A ampliação das alianças em direção ao centro e à direita teve passo decisivo com a indicação de Geraldo Alckmin para o lugar de vice-presidente. As alianças forjadas foram regionais e setoriais, em busca de disputar parte da base social de Jair Bolsonaro. Na reta final, com perspectiva de ganhar no primeiro turno, houve significativa mobilização popular para derrotar o horror que ameaçava se perpetuar. A aguardada vitória veio no 1º turno, mas sem evitar a segunda rodada. O 2º turno garantiu a vitória de Lula, mesmo que por um triz, demarcando toda a dificuldade que vem pela frente e também a força das forças de direita.

Jair Bolsonaro e seus seguidores ensandecidos são imprevisíveis, porém a posse de Lula parece garantida, assim como a rápida adesão de grande parte do “centrão”. O ano de 2023 será muito difícil em vários aspectos: contemplar no governo e no parlamento a amplíssima frente política que possibilitou a vitória, conseguir recursos para começar a enfrentar as mazelas deixadas nos últimos anos, como fome, desemprego, assistência social, mas o que acaba por ser o mais importante é garantir o respaldo (ou tolerância) das classes dominantes e a esperança das classes subalternas.

A revolução burguesa no Brasil ocorreu ao modo de uma revolução passiva com forte tendência cesarista, que estabeleceu uma débil hegemonia burguesa, sempre necessitada da violência do Estado e de grupos privados. O liberalismo democrático nunca se consolidou no senso comum. A “democracia” estabelecida em 1988 já se apresentou em plena crise orgânica do capital e da ideologia neoliberal que a acompanhou. Não poderia ser mais que uma democracia da oligarquia com tendência cesarista regressiva, sem que o protagonismo das massas fosse aceito (a não ser nas eleições legalmente manipuladas).

Dificuldades políticas das classes dominantes, identificáveis como uma oligarquia (os que governam para si mesmos) e a adesão à ordem por parte do PT e CUT, possibilitaram que Lula se alçasse ao governo nacional em 2003. A tendência cesarista se manifestou bastante visível nesse tempo, todavia um cesarismo progressivo. Foi um governo que fortaleceu e expandiu a hegemonia burguesa ao contemplar necessidades básicas de setores subalternos.

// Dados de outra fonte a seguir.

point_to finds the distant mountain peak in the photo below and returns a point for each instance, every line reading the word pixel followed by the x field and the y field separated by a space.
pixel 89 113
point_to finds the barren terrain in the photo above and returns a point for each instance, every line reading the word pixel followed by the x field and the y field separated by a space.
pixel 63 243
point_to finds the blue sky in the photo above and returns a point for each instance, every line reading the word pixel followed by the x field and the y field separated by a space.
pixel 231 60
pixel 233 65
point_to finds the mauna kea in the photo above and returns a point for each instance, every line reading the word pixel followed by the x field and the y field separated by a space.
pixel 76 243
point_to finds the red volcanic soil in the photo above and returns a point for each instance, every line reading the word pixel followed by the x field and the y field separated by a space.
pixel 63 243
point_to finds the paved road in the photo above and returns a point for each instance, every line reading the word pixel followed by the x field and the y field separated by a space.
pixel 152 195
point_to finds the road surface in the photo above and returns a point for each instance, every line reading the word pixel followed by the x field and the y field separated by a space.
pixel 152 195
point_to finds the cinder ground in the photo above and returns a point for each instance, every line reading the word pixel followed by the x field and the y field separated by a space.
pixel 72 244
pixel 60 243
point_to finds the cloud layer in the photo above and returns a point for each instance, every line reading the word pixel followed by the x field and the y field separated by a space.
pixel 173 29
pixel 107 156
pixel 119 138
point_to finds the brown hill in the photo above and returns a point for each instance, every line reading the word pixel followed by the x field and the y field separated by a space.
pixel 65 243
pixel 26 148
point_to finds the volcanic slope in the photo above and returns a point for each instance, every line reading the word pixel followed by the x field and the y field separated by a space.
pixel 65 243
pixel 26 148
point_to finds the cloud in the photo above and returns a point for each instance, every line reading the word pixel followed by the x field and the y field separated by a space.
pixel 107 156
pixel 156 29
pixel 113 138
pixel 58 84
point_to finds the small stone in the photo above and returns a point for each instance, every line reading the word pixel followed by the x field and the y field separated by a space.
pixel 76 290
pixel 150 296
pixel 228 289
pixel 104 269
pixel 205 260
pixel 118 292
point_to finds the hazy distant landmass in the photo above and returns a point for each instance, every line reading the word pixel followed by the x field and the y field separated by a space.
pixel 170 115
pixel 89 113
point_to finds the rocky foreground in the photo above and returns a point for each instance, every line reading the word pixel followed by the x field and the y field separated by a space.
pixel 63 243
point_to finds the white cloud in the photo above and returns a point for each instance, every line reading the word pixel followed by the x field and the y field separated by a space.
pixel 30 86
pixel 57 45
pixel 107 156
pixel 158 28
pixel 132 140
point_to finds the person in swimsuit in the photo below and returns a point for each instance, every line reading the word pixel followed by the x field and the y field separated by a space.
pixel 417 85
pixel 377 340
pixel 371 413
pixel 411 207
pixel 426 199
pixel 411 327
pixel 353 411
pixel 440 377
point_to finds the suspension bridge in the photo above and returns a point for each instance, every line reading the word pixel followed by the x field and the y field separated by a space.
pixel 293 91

No entanto, o golpe de Estado que apeou o governo petista aprofundou a crise orgânica e abriu passagem para um cesarismo regressivo que desencadeou uma verdadeira guerra contra a classe operária, com apoio de um lumpemproletariado e de uma pequena burguesia rancorosa, que se esbaldou com a destruição e com entrega das riquezas nacionais.

No horizonte temos a tendência, com a vitória eleitoral, de um cesarismo progressivo, caracterizado pela liderança de Lula por sobre a oligarquia com a qual governará e fará um esforço para minorar o sofrimento das massas populares. A derrota de Jair Bolsonaro foi importante vitória tática, contudo educar e organizar essas massas tendo em vista derrotar a oligarquia e sua pseudodemocracia, elevar as classes subalternas ao nível de estabelecer a luta pela hegemonia dos trabalhadores, nem será imaginado.

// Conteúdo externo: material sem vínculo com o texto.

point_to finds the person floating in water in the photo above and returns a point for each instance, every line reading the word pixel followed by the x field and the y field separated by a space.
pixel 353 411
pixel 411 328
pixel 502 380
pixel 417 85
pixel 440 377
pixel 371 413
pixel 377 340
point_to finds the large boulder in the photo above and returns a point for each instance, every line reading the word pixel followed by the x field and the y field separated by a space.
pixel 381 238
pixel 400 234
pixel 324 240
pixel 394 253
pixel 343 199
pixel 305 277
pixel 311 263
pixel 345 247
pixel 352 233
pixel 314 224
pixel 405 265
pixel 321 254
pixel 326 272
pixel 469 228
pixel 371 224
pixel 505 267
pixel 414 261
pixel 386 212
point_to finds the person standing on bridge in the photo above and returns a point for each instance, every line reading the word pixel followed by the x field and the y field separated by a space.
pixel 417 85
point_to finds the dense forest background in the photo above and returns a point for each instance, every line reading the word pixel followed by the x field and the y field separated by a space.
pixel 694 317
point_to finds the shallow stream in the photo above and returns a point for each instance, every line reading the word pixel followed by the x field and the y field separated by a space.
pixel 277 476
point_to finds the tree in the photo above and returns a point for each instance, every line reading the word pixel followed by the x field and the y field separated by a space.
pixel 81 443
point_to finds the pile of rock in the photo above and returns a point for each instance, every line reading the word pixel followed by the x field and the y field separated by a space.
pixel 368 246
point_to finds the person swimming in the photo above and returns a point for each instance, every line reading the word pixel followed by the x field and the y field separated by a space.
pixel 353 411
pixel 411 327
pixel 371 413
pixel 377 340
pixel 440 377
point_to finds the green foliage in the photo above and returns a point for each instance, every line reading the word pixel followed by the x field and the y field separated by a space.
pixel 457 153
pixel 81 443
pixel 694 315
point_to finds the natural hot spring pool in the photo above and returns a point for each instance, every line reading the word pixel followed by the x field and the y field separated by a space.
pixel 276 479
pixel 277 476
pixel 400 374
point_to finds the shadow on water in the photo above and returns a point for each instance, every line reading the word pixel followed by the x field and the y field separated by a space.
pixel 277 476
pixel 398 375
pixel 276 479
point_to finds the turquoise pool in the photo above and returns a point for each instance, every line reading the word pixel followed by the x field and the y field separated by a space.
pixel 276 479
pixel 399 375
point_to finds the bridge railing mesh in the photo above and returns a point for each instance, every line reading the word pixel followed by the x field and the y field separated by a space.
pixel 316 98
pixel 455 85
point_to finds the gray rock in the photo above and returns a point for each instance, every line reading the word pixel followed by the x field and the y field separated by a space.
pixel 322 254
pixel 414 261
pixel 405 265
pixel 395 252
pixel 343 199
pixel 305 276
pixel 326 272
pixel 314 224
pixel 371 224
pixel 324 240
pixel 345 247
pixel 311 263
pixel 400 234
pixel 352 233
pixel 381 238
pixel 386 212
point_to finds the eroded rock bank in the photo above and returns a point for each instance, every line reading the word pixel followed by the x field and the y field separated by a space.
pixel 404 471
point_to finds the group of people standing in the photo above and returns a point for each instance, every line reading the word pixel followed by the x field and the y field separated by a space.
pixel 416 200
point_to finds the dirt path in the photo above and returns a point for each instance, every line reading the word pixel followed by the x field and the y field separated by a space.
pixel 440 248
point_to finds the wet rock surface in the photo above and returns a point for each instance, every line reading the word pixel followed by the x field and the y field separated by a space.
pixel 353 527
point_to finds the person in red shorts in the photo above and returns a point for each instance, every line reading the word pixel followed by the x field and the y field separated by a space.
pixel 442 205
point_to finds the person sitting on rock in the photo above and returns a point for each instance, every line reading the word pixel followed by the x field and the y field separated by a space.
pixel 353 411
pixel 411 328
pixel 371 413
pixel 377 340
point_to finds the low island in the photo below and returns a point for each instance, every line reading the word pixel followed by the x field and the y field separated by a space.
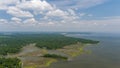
pixel 20 50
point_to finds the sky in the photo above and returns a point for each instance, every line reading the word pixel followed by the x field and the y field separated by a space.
pixel 60 15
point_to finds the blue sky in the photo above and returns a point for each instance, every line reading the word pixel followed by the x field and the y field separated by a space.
pixel 60 15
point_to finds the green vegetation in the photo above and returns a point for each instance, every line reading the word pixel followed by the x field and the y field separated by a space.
pixel 55 56
pixel 10 63
pixel 14 42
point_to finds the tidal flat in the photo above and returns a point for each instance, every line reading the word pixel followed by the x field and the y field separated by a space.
pixel 41 50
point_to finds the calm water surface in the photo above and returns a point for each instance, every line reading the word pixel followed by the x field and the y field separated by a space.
pixel 106 54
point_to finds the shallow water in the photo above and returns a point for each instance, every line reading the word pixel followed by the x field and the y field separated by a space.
pixel 106 54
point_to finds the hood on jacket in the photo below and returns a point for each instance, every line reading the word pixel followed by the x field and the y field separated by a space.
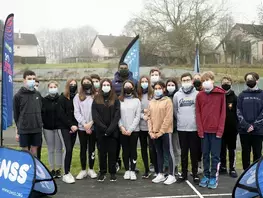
pixel 118 78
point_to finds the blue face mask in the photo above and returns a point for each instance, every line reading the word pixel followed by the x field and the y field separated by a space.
pixel 158 93
pixel 144 85
pixel 30 84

Essa luta só será possível com a consciência de que a crise orgânica do capital é incontornável e que somente com a criação de novas relações sociais antagônicas ao Estado se poderá gerar uma nova hegemonia e uma nuova civiltá para além do capital, único caminho para contornar a barbárie destrutiva que nos assola.

*Marcos Del Roio é professor titular de ciência política na Unesp-Marília. Autor, entre outros livros, de Marxismo e oriente: quando as periferias se tornam o centro (Ícone).